###### ### The University of Melbourne, School of Computing and Information Systems
# COMP30027 Machine Learning, 2024 Semester 1

## Assignment 1: Wine quality classification with K-NN


**Student ID(s):**     `1356034`


This iPython notebook is a template which you will use for your Assignment 1 submission.

Marking will be applied on the four functions that are defined in this notebook, and to your responses to the questions at the end of this notebook (Submitted in a separate PDF file).

**NOTE: YOU SHOULD ADD YOUR RESULTS, DIAGRAMS AND IMAGES FROM YOUR OBSERVATIONS IN THIS FILE TO YOUR REPORT (the PDF file).**

You may change the prototypes of these functions, and you may write other functions, according to your requirements. We would appreciate it if the required functions were prominent/easy to find.
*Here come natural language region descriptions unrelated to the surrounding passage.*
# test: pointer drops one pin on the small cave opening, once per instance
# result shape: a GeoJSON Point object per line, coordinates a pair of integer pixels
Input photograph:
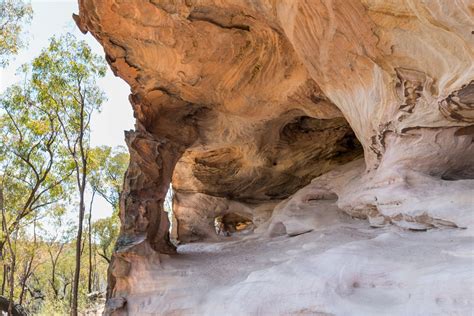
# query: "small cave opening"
{"type": "Point", "coordinates": [168, 208]}
{"type": "Point", "coordinates": [232, 224]}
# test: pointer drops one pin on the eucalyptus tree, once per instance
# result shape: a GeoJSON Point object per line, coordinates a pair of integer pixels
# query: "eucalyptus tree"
{"type": "Point", "coordinates": [14, 15]}
{"type": "Point", "coordinates": [33, 172]}
{"type": "Point", "coordinates": [66, 73]}
{"type": "Point", "coordinates": [106, 174]}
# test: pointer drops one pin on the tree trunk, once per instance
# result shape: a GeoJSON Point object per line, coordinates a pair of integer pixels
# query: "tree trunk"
{"type": "Point", "coordinates": [77, 271]}
{"type": "Point", "coordinates": [89, 279]}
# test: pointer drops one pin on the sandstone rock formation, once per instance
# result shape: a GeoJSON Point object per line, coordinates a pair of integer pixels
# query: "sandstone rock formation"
{"type": "Point", "coordinates": [242, 103]}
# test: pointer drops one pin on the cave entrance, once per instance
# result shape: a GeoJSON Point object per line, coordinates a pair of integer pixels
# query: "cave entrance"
{"type": "Point", "coordinates": [232, 224]}
{"type": "Point", "coordinates": [168, 207]}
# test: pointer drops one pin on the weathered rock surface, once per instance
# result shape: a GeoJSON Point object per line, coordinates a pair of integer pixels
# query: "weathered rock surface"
{"type": "Point", "coordinates": [242, 103]}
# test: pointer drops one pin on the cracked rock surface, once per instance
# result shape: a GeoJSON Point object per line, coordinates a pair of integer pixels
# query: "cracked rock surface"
{"type": "Point", "coordinates": [242, 105]}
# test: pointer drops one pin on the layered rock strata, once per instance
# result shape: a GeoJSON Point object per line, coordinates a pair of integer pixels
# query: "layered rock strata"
{"type": "Point", "coordinates": [241, 103]}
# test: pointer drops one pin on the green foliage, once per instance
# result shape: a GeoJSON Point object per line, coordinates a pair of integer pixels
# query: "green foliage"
{"type": "Point", "coordinates": [107, 167]}
{"type": "Point", "coordinates": [44, 148]}
{"type": "Point", "coordinates": [14, 14]}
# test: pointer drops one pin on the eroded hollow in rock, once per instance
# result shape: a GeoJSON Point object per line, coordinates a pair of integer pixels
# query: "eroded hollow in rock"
{"type": "Point", "coordinates": [232, 224]}
{"type": "Point", "coordinates": [216, 187]}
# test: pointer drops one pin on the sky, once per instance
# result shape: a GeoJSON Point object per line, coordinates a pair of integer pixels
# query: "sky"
{"type": "Point", "coordinates": [55, 18]}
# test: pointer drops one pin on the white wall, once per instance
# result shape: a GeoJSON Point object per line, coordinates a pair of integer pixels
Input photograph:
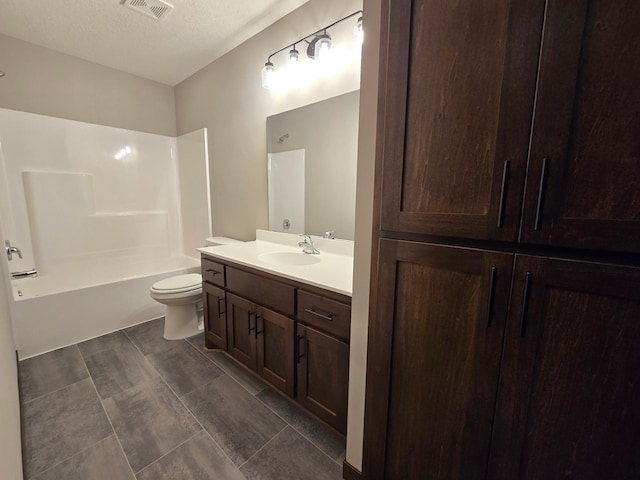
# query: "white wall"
{"type": "Point", "coordinates": [227, 97]}
{"type": "Point", "coordinates": [10, 448]}
{"type": "Point", "coordinates": [193, 174]}
{"type": "Point", "coordinates": [39, 80]}
{"type": "Point", "coordinates": [364, 227]}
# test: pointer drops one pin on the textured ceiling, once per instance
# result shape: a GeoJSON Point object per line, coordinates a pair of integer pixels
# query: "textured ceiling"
{"type": "Point", "coordinates": [192, 35]}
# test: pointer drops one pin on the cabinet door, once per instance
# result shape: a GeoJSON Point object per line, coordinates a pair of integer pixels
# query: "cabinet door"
{"type": "Point", "coordinates": [583, 184]}
{"type": "Point", "coordinates": [215, 332]}
{"type": "Point", "coordinates": [275, 342]}
{"type": "Point", "coordinates": [241, 321]}
{"type": "Point", "coordinates": [569, 398]}
{"type": "Point", "coordinates": [435, 341]}
{"type": "Point", "coordinates": [457, 94]}
{"type": "Point", "coordinates": [323, 376]}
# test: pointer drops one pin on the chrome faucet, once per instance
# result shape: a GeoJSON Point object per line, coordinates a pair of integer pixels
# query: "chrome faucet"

**Adding proper comments to your code is MANDATORY. **

In [13]:
# MAKE SURE TO RUN FIRST: IMPORT ALL LIBRARIES REQUIRED FOR ALL FUNCTIONS IN THIS NOTEBOOK
import pandas as pd
import numpy as np
from matplotlib import pyplot as plt
import seaborn as sns
import random
from sklearn.metrics import accuracy_score
from sklearn.naive_bayes import GaussianNB

train_orig = "winequality-train.csv"
test_orig = "winequality-test.csv"

## 1. K-NN classifier

In [14]:
# THIS FUNCTION RUNS K-NN CLASSIFICATION - CALL classifier TO CLASSIFY A GIVEN TRAIN-TEST DATASET
# Takes a training filepath, a test filepath, a value for k as well as a filepath for classification results output
# Outputs its predictions in the "predictedQuality" column in the output file
def classifier(train_path: str, test_path: str, k: int, out_file: str):
    # read each csv file into a pandas dataframe
    train = pd.read_csv(train_path)
    test = pd.read_csv(test_path)
    
    # prohibit k values which are outside of the specified bounds
    if (k < 1 or k > train.shape[0]):
        raise Exception(f"k must be between 1 and {train.shape[0]} inclusive")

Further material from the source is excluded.